String Similarity Research Articles

Teza/cel artykułu – Celem artykułu jest przedstawienie metody deduplikacji/ łączenia (ang. deduplication/linkage) rekordów opisujących jednostki bibliograficzne w bazach danych opartej na miarach podobieństw łańcuchów znakowych. Algorytm opracowano na podstawie własnych doświadczeń nabytych podczas tworzenia bibliograficznej bazy danych oraz podczas realizacji badań bibliometrycznych, na podstawie publicznie dostępnych bibliograficznych baz danych.
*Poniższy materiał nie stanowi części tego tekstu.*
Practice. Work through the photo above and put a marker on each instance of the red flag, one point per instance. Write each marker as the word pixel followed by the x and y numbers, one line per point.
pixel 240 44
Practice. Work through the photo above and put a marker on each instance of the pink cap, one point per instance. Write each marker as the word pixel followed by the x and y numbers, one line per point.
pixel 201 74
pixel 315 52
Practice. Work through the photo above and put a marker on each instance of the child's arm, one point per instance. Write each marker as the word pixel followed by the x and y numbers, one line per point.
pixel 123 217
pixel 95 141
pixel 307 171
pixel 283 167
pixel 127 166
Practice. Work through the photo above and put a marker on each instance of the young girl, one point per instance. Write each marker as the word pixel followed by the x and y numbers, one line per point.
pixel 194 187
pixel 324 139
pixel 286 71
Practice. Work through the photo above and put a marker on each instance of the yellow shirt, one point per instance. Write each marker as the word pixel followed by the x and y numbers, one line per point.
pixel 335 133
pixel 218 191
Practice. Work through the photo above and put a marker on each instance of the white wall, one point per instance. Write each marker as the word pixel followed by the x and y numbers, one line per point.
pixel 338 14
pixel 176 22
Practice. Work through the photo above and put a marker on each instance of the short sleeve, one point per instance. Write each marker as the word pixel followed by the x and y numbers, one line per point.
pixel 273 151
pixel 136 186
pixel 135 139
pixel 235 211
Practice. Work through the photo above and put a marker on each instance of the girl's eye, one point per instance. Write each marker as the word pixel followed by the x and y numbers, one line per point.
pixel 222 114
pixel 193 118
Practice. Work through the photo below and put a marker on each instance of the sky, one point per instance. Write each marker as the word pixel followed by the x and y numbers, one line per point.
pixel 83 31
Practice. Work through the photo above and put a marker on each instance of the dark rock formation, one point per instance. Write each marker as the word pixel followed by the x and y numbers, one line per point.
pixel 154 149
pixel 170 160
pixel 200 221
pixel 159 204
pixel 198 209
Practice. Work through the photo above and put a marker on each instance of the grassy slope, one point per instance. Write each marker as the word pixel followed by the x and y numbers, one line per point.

Formalny opis metody zilustrowano przykładami zaczerpniętymi z krajowej bibliograficznej bazy CYTBIN. Metody badawcze – Opracowanie metody wymagało przeglądu architektur informacyjnych wybranych krajowych bibliograficznych baz danych, określenia typologii problemów ich dotykających, wynikających nie tylko z przyjętych modeli składowania danych, ale i budowy graficznych interfejsów użytkownika, którymi są zasilane, analizy i wyboru miar podobieństw łańcuchów znakowych oraz ostatecznie zaproponowania miary złożonej umożliwiającej ewaluację podobieństwa rekordów bibliograficznych w oparciu o wartości ich atrybutów składowych. Wyniki – Przedstawione na przykładzie danych pochodzących z wybranej bazy bibliograficznej wyniki pozwoliły empirycznie zweryfikować użyteczność zaproponowanej metody. Dodatkowo dokonano analizy rozkładu podobieństwa rekordów bibliograficznych bazy CYTBIN określanego na podstawie zaproponowanej metody złożonej i metody opartej na mierze Jaro-Winkler wyliczanej dla tytułów jednostek bibliograficznych. Wnioski – Zaproponowana metoda, po dostrojeniu jej parametrów do specyfiki (występujących anomalii) konkretnych baz bibliograficznych, może być wprost zastosowana do poprawy jakości opisów bibliograficznych w nich gromadzonych, zarówno w proaktywnym modelu pracy (przed zatwierdzeniem opisu przez operatora), jak i modelu reaktywnym (weryfikacja wszystkich lub nowo zgromadzonych rekordów wykonywana np. w czasie mniejszego obciążenia systemu w dobowych odstępach czasu).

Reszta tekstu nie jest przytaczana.